Sabah olduğunu bana ayakkabı seçen Sassy'nin sesinden anlamıştım. Kalktığımı görünce reverans yaptı, gözlerimi devirdim.
"Günaydın kraliçe -" elimle susmasını işaret ettim.
"Bana eskisi gibi davran lütfen." kimsenin bana karşı değişmesini istemiyordum.

Ardından kapı çaldı ve içeri gelmesini söylediğimde Sassy dışarı çıktı. Gelen Jason'dı, gözleri kıpkırmızıydı ve ayakta zor duruyordu. Hemen ayağa kalkıp berjere oturmasını sağladım.
"Ne oldu?" bana derin bir aşkla baktığında afallamıştım.
"Ben seni çok seviyorum." nefesi içki kokuyordu, suratımı buruşturdum.

"İçtin mi?" masum bir çocuk edasıyla başını hafifçe salladı.
"Neden Jason?"
"Bilmiyorum." onu sıkmak istemiyordum.
"Tamam, biraz uyumak ister misin?" bugün düğünümüz vardı ve Jason içmişti.

"Olmaz bugün bir periyle evleniyorum." deyince gülmeden edemedim.
"Ayılabilecek misin?"
"Evet."
"David!" çağırdığım an gelen David'e Jason'ı ayıltmasını söylemiştim.

"Düğüne sadece iki saat kaldı, elinden geleni yap."
"Tamam efendim." deyip Jason'ı odadan çıkardı.
Aradan bir dakika bile geçmeden Sassy elinde gelinliğimle içeri girdi.
"Buyrun efendim. Dilerseniz gelinliği giymenize yardımcı olabilirim."
"Tamam."

Gelinliğim kalp yaka ve inciden pekte kalın olmayan bir askıya sahipti.

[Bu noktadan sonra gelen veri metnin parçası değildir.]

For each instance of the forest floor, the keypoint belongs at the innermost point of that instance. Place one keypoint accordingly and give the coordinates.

Altı ise prenses modeliydi yani belden aşağısı kabarıktı. Alt kısmında küçük ve parlak inciler vardı. Gelinliğin üst kısmında ise hafif pırıltıları vardı. Şık ve sade bir gelinlikti.

Beyaz, üzerinde simleri olan topuklu bir ayakkabı giydim. Boynum çok boş kaldığı için melek kanadının üzerinde incileri olan bir kolye taktım. Sassy'e saçlarımı hafif tepeden dağınık bir şekilde topuz yaptırdım.

Makyajımı siyah rimel, krem rengi bir göz farı ve kırmızı bir rujla tamamladım. Aynadan yansımama baktığımda kalbim yerinden çıkacak gibi olmuştu. Çok güzel görünüyordum.
Düğüne sadece on dakika kalmıştı.

Jason her an gelebilirdi, tabi ayılabildiyse. Kapı çaldığında içeri gelmesini söyledim. Jason olabilirdi bunun için çok heyecanlanmıştım. Fakat gelen annemdi, gülümsemesine karşılık verdim. Zümrüt yeşili kısa sade bir elbise giymişti, saçlarını sıkıca tepeden toplamıştı çok güzel görünüyordu.

"Harika görünüyorsun Hilary."
"Teşekkürler anne, sende çok güzel görünüyorsun."
Annemle biz konuşurken kapı çalmıştı, gelen Jason'dı. Bana saf bir hayranlıkla ve aşkla bakması beni utandırmıştı.

"Çok güzel görünüyorsun." Jason lacivert bir takım elbisesi giymişti ve çok yakışıklı görünüyordu.
"Sende çok iyi görünüyorsun."
"Hazırsan gidelim mi?"
"Gidelim." kollarına girdim annem ve  Sassy çoktan odadan çıkmıştı.

Davetlileri görünce heyecanlanmıştım, Jason'a baktım gayet rahat görünüyordu. Pederin yanına geldiğimizde herkes bizi alkışlamaya başladı. Jason bana Su elementinden verecekti ve bu yüzden çok gergindim. Peder düşüncelerimi bölüp konuşmaya başladı.
"Topraktan bir avuç alıp birbirinizin ayaklarına sürün lütfen." dediğini yaptıktan sonra devam etti.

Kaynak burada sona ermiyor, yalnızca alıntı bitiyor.